Use reference data from a SQL Database for an Azure Stream Analytics job

Azure Stream Analytics supports Azure SQL Database as a source of input for reference data. You can use SQL Database as reference data for your Stream Analytics job in the Azure portal and in Visual Studio with Stream Analytics tools. This article demonstrates how to do both methods.

Azure portal

Use the following steps to add Azure SQL Database as a reference input source using the Azure portal:

Portal prerequisites

  1. Create a Stream Analytics job.

  2. Create a storage account to be used by the Stream Analytics job.

    Important

    The Azure Stream Analytics retains snapshots within this storage account. When configuring the retention policy, it is imperative to ensure that the chosen timespan effectively encompasses the desired recovery duration for your Stream Analytics job.

  3. Create your Azure SQL Database with a data set to be used as reference data by the Stream Analytics job.

Define SQL Database reference data input

  1. In your Stream Analytics job, select Inputs under Job topology. Click Add reference input and choose SQL Database.

    Inputs is selected in the left navigation pane. On Inputs, + Add reference input is selected, revealing a drop-down list that shows the values Blob storage and SQL Database.

  2. Fill out the Stream Analytics Input Configurations. Choose the database name, server name, username and password. If you want your reference data input to refresh periodically, choose “On” to specify the refresh rate in DD:HH:MM. If you have large data sets with a short refresh rate. Delta query enables you to track changes within your reference data by retreiving all of the rows in SQL Database that were inserted or deleted within a start time, @deltaStartTime, and an end time @deltaEndTime.

Please see delta query.

When SQL Database is selected, the SQL Database New input page appears. There is a configuration form in the left pane, and a Snapshot query in the right pane.
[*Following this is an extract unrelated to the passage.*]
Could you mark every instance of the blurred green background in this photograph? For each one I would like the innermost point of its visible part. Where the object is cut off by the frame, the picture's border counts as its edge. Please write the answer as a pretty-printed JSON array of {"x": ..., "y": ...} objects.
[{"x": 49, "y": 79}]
  1. Test the snapshot query in the SQL query editor. For more information, see Use the Azure portal's SQL query editor to connect and query data

Specify storage account in Job config

Navigate to Storage account settings under Configure and select Add storage account.

Storage account settings is selected in the left pane. There is an Add storage account button in the right pane.

Start the job

Once you have configured other inputs, outputs, and query, you can start the Stream Analytics job.

Tools for Visual Studio

Use the following steps to add Azure SQL Database as a reference input source using Visual Studio:

Visual Studio prerequisites

  1. Install the Stream Analytics tools for Visual Studio. The following versions of Visual Studio are supported:

    • Visual Studio 2015
    • Visual Studio 2019
  2. Become familiar with the Stream Analytics tools for Visual Studio quickstart.

  3. Create a storage account.

    Important

    The Azure Stream Analytics retains snapshots within this storage account. When configuring the retention policy, it is imperative to ensure that the chosen timespan effectively encompasses the desired recovery duration for your Stream Analytics job.

Create a SQL Database table

Use SQL Server Management Studio to create a table to store your reference data. See Design your first Azure SQL Database using SSMS for details.

The example table used in the following example was created from the following statement:

create table chemicals(Id Bigint,Name Nvarchar(max),FullName Nvarchar(max));

Choose your subscription

  1. In Visual Studio, on the View menu, select Server Explorer.

  2. Right click on Azure, select Connect to Microsoft Azure Subscription, and sign in with your Azure account.

Create a Stream Analytics project

  1. Select File > New Project.

  2. In the templates list on the left, select Stream Analytics, and then select Azure Stream Analytics Application.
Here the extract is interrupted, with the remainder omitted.